Em um show programado para ser quase todo autoral, Castro e Soares contarão ainda com a participação para lá de especial do compositor e pianista Túlio Mourão, curador do festival. Depois de nos apresentarmos com o grande Túlio Mourão, com o baixista Dudu Lima e com o pianista Ricardo Itaborahy em junho do ano passado, o encontro gerou boas críticas e ótima repercussão. Fomos contatados pela produção do festival por indicação do Túlio (que é nosso padrinho nesta empreitada) para sermos a revelação do festival, assegura Soares. A grande estrela do BH Jazz é a seleção rica de grandes músicos ao lado de jovens talentos, para mostrar todo o vigor da música instrumental de Minas Gerais e do mundo, responde Túlio, tratando ainda sobre a mostra que acontece, gratuitamente, na Praça da Liberdade.

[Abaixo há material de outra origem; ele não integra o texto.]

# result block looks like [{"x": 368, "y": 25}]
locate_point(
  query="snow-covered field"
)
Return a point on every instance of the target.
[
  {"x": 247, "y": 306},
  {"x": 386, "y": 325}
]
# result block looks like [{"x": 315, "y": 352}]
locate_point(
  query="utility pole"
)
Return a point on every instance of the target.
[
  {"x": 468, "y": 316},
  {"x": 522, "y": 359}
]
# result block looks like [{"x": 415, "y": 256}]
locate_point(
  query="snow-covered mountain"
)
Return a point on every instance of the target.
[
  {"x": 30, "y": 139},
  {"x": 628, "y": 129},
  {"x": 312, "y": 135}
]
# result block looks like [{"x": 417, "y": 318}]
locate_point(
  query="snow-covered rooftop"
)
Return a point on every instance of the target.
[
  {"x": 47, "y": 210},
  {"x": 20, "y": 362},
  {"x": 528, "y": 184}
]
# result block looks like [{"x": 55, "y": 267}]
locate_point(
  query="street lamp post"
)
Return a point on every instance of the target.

Necessidade de expressão em metalinguagem. Dessa forma, Lucas Soares tenta definir a atmosfera perseguida por ele e seu comparsa. Da molecagem contagiante e da brincadeira, sob a tutela dos anos de estudo e dedicação à música, ele completa. Seja como for, o Duo SoaresCastro apresenta o jazz, a música instrumental, com forte influência da melodia brasileira, um formato alternativo aos clássicos trios, quartetos e quintetos jazzísticos. A busca da dupla, de acordo com Soares, prima pela construção dos arranjos e pela execução, trabalhando os temas com espaço para o improviso e as músicas autorais.
Quanto ao set list, a grande maioria comprova a versatilidade de quem pontua o frevo Sobrinha furada (L. Soares), o baião Conversa no alpendre (L. Soares), o samba Chute no sax (L. Soares) e Dança de outono (L. Soares e R. Castro). Serão apresentadas também versões para clássicos como Spain (Chick Corea) e Vera Cruz (Milton Nascimento e Márcio Borges).